Inject every external read
Date.now, fetch, localStorage, window, the router, anything that depends on time or the runtime. Pass it in as an argument. The function becomes deterministic, which is the precondition for fast tests with no setup.
Move the function to a separate file
Same folder is fine. Adjacent .ts file with no React import. The compiler will refuse to let you accidentally drag JSX into it. The component imports the function and passes its inputs.
Write the unit tests against the rule, not the screen
One describe block per rule, one it per branch. Coverage of the function should hit 100 percent before you touch the E2E case. The E2E now only verifies that the rendered output reflects what the function returned, which is one assertion per case rather than one per branch.
Trim the E2E suite
Open the existing E2E specs that exercised the old branches through the UI. Most of them are now redundant. Keep one happy path, one error path, and one boundary case per surface. Delete the rest. CI thanks you, your on-call thanks you, and your coverage report does not regress because the unit tests caught the branches that the E2E specs were proving.
The CI delta, in your terminal
One commit, one branch, two test commands. The new pyramid is visible on day one of the migration.
The reframing
You do not have a testing problem. You have a layering problem.
Inverted pyramids do not appear because engineers prefer slow tests. They appear because the code made fast tests impossible to write. The fix is not a test policy, a coverage gate, or a new tool. The fix is a one-file refactor, repeated across the twenty most branchy components in the app, that lets the unit layer carry the weight it was always supposed to carry.
An agentic tester (Assrt is one option) is more useful after this refactor, not less, because the scenarios you hand it become meaningful end to end checks instead of expensive rule lookups.
“The pyramid is a metric on the testing layer. The cause lives on the architecture layer. Move conditionals into pure functions and the pyramid rights itself, no policy required.”
Six checkout migrations, 2024 to 2026
Want help spotting the most branchy component in your repo?
Bring the GitHub URL, we will pair on one extraction in 30 minutes and you keep the diff. No pitch.
Frequently asked questions
What does it mean for the test pyramid to be inverted?
The classical pyramid has many fast unit tests at the base, fewer integration tests in the middle, and a small number of slow end-to-end tests at the top. An inverted pyramid is the opposite shape: few unit tests at the bottom, many E2E tests at the top, and almost nothing in the middle. Inverted pyramids are slow, flaky, and expensive to run, because every change waits on a real browser to confirm a one-line rule.

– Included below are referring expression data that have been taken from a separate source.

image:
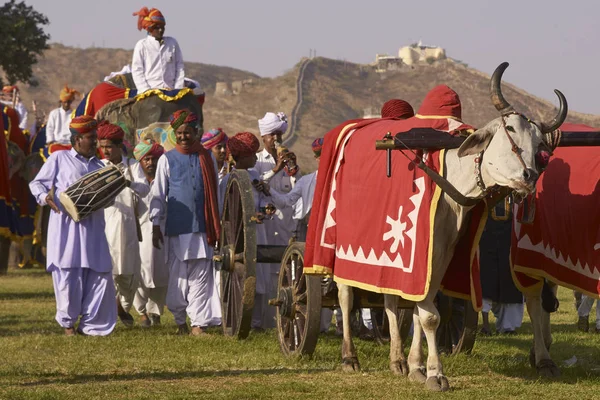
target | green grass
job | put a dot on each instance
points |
(38, 362)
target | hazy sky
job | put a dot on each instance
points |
(549, 44)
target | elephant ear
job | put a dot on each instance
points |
(124, 127)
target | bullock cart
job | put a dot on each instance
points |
(301, 297)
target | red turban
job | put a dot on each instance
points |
(82, 124)
(149, 18)
(317, 146)
(441, 101)
(181, 117)
(243, 144)
(9, 89)
(213, 137)
(67, 94)
(147, 148)
(108, 131)
(397, 108)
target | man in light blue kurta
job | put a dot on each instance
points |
(184, 194)
(77, 252)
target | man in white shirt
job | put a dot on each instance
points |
(8, 92)
(122, 227)
(272, 167)
(151, 296)
(157, 60)
(57, 128)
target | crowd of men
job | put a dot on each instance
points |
(153, 246)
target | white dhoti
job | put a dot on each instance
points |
(91, 294)
(267, 276)
(585, 308)
(150, 300)
(191, 285)
(215, 299)
(509, 316)
(150, 297)
(122, 237)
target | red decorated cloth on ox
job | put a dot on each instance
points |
(377, 233)
(555, 234)
(15, 195)
(8, 216)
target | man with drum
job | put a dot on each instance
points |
(122, 225)
(77, 254)
(151, 295)
(185, 194)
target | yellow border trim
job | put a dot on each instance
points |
(438, 117)
(537, 286)
(343, 132)
(87, 103)
(474, 250)
(318, 270)
(162, 96)
(535, 273)
(463, 296)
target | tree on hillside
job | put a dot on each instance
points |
(22, 40)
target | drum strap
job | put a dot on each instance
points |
(134, 204)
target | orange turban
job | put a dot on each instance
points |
(149, 18)
(83, 124)
(67, 94)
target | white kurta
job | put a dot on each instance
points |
(300, 197)
(280, 229)
(121, 232)
(157, 66)
(57, 128)
(154, 271)
(21, 110)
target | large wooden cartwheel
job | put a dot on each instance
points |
(236, 257)
(298, 304)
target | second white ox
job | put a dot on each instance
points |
(507, 149)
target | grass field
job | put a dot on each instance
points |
(38, 362)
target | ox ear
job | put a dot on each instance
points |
(476, 142)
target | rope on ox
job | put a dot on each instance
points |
(442, 182)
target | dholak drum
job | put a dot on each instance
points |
(92, 192)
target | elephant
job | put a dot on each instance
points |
(139, 112)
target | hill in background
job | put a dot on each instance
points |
(332, 91)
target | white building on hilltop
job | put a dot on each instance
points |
(417, 52)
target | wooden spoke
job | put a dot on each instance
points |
(238, 233)
(298, 322)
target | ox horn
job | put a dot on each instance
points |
(496, 92)
(563, 109)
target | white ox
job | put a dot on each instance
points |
(509, 145)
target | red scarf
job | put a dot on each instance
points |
(211, 207)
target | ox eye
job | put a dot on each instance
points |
(542, 158)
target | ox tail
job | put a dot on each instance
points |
(550, 302)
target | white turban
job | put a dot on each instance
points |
(272, 122)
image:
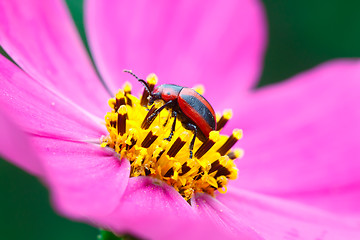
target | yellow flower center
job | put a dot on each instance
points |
(143, 143)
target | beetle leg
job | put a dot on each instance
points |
(157, 111)
(193, 128)
(172, 127)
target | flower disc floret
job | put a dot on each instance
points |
(144, 144)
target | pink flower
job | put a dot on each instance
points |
(299, 178)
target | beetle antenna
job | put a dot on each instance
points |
(146, 85)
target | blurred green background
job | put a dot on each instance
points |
(302, 34)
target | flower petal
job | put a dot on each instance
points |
(86, 182)
(15, 145)
(42, 112)
(41, 38)
(301, 136)
(153, 210)
(183, 42)
(274, 218)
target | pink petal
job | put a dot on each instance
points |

Most teams arrive at this shape not by choice but by accident: they wrote components that mix logic and rendering, so the only way to verify a rule is to mount the component, which is a job for E2E.
Why do components end up mixing logic and rendering?
Two reasons. First, it feels fast in the moment. The rule is small, the JSX is right there, just throw an if next to the row that displays the result. Second, frameworks make it the default. Server components, hooks, useEffect, and JSX expressions encourage you to inline a ternary or a switch directly into the tree. There is no friction asking you to extract. The friction shows up months later when the component has fifteen branches and the test file is a Playwright spec that takes twelve minutes to run.
What counts as a pure function for the purpose of this refactor?
A function whose output is determined entirely by its inputs, with no side effects, no calls to Date.now or Math.random or fetch, no access to the DOM, no reading of localStorage or environment variables. If you call it twice with the same arguments, you get the same answer. If you need a clock or a random seed, pass it in as an argument. The point of purity is that the function can be tested with a literal object and a literal expected output, no setup, no teardown, no mocks.
How do I handle async logic, like a fetch that depends on user state?
Split the function into two layers. The pure layer takes data and returns a decision. The impure layer fetches the data and calls the pure layer. The pure layer gets unit tested exhaustively. The impure layer gets a single integration test that verifies the wiring. Most async logic, when you look closely, is 90 percent rule and 10 percent fetch glue. The 90 percent should be pure.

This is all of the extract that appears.